Eskom needs a total funding of R20 billion to stay afloat of its operations.
The 'fundraising' power utility revealed that it’s about to secure R15 billion from local banks. Eskom's spokesperson, Khulu Phasiwe explained that the market has had a perception that the ousted board was doing nothing about corruption which is said to be tying Eskom.
On Monday, the Public Investment Corporation (PIC) on behalf of the Government Employees Pension Fund (GEPF), said it has agreed to advance a R5 billion bridging facility to Eskom for one month. The GEPF and the PIC said that they will continue to closely monitor developments at Eskom.
PIC's decision received unwelcoming reactions from trade unions and opposition parties, which claimed that Eskom doesn't deserve to be rescued using taxpayers money.
The PIC and the GEPF are encouraged by the recent changes in the governance of Eskom.
Dan Matjila, CEO for the PIC said, "The GEPF and the PIC are encouraged that the new Eskom Board and the new management team have moved with the necessary speed to restore good corporate governance at Eskom".

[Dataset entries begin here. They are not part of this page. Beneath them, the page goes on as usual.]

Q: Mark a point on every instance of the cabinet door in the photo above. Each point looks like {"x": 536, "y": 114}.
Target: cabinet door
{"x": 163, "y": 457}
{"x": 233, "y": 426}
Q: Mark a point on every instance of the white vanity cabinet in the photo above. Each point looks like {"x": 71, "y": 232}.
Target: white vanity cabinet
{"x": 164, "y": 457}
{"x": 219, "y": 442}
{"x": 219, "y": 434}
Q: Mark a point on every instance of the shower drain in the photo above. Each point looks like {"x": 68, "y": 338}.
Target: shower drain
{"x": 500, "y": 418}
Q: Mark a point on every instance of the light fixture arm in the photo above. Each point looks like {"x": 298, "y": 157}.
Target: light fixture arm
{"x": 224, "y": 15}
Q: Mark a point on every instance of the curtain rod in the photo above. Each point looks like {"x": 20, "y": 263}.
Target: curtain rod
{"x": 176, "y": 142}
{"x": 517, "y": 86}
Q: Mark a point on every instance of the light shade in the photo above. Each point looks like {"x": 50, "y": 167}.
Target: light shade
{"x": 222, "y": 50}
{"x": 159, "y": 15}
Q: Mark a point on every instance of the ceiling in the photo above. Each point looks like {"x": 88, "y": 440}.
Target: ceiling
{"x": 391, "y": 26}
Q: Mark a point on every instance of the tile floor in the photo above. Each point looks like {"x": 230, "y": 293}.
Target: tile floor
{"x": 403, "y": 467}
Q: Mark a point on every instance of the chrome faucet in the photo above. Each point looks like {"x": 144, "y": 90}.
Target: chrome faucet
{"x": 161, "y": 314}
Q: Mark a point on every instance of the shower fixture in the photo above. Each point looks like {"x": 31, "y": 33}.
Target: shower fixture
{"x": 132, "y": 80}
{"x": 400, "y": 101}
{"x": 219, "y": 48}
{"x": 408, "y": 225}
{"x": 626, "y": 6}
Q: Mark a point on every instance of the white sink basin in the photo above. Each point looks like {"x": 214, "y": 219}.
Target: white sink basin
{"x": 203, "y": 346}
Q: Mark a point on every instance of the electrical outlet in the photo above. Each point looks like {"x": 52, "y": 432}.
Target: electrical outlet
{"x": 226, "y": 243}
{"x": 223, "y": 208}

During the release of Eskom's delayed interim results in January, the power utility's interim CEO, Phakamani Hadebe admitted they are facing significant financial challenges emanating from lack of integrity, lack of corporate governance and proper leadership.
Eskom also said its performance capacity is not optimal but "satisfying.
The state-run company which has been embroiled in a governance crisis and allegations of undue influence in awarding tenders, said in a statement it would address governance concerns and stabilise the firm through its new board.